We should know more about the direction of the 40-man roster soon.

Photo by @WillByington /

As you know if you’ve followed along with my 2022-23 MLB offseason calendar, two important roster deadlines are approaching.

On Tuesday, November 15 (tomorrow!) teams must add eligible minor leaguers to their 40-man rosters or risk losing them in the Rule 5 Draft. College players drafted no later than 2019 and high school players drafted no later than 2018 are Rule 5 Draft eligible this year, as well as players signed internationally no later than 2018.

Friday, November 18 is the deadline for tendering 2023 contracts to all arbitration-eligible and pre-arb players.

In practice, what I believe these two deadlines will cause is for teams to tender contracts, or not, by tomorrow — because many, including the Cubs, will have to free up space for protecting prospects from the Rule 5 Draft.

As of today, the Cubs’ 40-man roster stands at 35 players after a flurry of moves made at the end of last week.

Last month, I speculated that the Cubs would protect five players from their system:

Note that Matt Mervis and most of the Cubs in the Arizona Fall League right now do not HAVE to be protected and so won’t be. Among AFL Cubs, only Brennen Davis is Rule 5-eligible and MUST be protected.

Davis, Ben Brown and Kevin Alcántara are locks to get added, so that’s three. Ryan Jensen was the Cubs’ No. 1 pick (27th overall) in 2018, and even though he had a mediocre year at Double-A Tennessee, he’d be exactly the kind of guy another team would take a chance on. That makes four.

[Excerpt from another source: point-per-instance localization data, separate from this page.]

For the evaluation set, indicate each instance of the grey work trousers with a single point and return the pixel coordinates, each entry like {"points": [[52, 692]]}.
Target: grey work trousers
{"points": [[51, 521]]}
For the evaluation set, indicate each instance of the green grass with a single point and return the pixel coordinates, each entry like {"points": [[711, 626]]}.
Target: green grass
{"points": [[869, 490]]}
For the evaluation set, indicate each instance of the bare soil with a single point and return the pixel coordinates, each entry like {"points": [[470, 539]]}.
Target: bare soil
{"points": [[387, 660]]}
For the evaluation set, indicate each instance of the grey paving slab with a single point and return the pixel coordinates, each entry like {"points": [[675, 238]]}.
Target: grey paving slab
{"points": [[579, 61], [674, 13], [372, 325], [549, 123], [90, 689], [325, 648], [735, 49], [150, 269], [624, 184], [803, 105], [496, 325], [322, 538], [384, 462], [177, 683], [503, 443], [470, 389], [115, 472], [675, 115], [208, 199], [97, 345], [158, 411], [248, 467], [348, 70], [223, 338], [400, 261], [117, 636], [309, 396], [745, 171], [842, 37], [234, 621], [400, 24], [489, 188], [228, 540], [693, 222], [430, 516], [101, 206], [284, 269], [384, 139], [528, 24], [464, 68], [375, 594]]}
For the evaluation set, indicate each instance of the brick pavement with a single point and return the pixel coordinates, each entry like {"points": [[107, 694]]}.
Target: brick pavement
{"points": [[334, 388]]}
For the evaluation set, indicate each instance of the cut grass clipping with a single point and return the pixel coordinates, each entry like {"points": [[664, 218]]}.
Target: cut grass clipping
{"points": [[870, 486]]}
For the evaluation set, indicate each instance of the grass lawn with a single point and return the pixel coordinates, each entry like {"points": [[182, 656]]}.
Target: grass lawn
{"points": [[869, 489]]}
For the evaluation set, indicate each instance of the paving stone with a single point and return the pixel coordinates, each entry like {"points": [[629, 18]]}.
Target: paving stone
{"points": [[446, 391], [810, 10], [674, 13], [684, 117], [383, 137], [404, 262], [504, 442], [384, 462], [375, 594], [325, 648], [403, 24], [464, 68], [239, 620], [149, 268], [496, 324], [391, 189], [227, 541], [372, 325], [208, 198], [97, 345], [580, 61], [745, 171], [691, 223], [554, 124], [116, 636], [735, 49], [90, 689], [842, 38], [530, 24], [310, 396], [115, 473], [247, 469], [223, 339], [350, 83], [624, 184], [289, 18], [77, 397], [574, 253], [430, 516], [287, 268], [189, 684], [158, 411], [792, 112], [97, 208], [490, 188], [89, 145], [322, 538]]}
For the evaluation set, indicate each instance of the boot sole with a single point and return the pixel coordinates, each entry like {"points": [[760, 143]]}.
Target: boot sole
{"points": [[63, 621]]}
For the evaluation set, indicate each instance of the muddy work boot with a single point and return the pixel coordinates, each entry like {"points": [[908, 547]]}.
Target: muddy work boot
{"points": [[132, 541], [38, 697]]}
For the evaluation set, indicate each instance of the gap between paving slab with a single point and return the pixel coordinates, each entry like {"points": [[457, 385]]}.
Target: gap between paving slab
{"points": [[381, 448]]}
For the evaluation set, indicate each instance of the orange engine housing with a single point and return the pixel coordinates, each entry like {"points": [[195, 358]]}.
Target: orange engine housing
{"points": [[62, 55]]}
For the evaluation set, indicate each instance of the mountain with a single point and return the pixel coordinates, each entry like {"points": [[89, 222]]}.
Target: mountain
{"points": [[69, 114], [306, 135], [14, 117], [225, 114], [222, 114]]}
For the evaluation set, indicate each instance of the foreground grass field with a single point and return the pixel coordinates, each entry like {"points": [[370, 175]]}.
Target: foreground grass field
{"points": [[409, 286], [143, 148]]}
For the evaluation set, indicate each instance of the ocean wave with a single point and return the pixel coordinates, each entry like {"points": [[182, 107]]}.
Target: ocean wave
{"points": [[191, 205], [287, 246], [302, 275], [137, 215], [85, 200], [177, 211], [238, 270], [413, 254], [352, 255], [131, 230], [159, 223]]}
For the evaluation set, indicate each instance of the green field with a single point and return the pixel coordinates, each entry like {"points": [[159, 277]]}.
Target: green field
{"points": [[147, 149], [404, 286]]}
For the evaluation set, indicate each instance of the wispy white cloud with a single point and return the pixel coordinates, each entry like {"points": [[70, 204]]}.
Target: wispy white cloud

I’m going to add Yonathan Perlaza as my fifth protectee. He hit .255/.358/.492 with 36 doubles and 23 home runs at Double-A Tennessee last year and the Cubs did invite him to their Wrigley mini-camp for prospects last week. There’s one caveat to Perlaza, though — he is actually a minor league free agent at the end of the World Series. So if the Cubs want to keep him, they’d have to sign him to a new deal first. Perlaza would likely ask for a 40-man spot to re-sign. But, he could leave and go elsewhere just because he thought he’d have a better chance of making the majors in a different organization with fewer good outfielders.

If Perlaza isn’t the guy, it could be Cam Sanders, a righthander who was the Cubs’ 12th-round pick out of LSU in 2018.

I have also seen the name Chris Clarke, a right-handed pitcher, batted around for possible protection — he was the Cubs’ fourth-round pick out of USC in 2019 and spent 2022 split between South Bend and Tennessee.

If the Cubs want to protect five (or more!) players, they’re going to have to let some guys go because they won’t want to leave the 40-man roster full entering trade/waiver claim/free agent signing season.

So who’s going to go of the 35 currently on the roster?

We already know that Jason Heyward is going to be released; we were told that in August. There’s no reason to wait any longer to do that.

I’d think Rafael Ortega will be non-tendered. Alfonso Rivas could also be non-tendered, given the rise of Matt Mervis and the rumored signing of José Abreu.

The Cubs could also let Michael Rucker and/or Mark Leiter Jr. go, and perhaps re-sign them to minor league deals. It’s also possible the team could make some trades before tomorrow’s roster protection deadline.

I’d also like to know why the Cubs are still wasting a 40-man spot on Alexander Vizcaino, who was acquired from the Yankees in July 2021 (along with Kevin Alcantara) in the Anthony Rizzo deal. Vizcaino pitched in six games for South Bend after the deal (and not well), and then failed to report to Spring Training. He spent the entire year on the restricted list, but had to be returned to the active 40-man roster after the World Series. I don’t see why the Cubs would waste a 40-man spot on a 25-year-old minor leaguer (26 in May) who’s pitched in 12 games since 2019.

If that’s the case, the Cubs could open as many as six more 40-man roster spots before the end of this week.

As always, we await developments.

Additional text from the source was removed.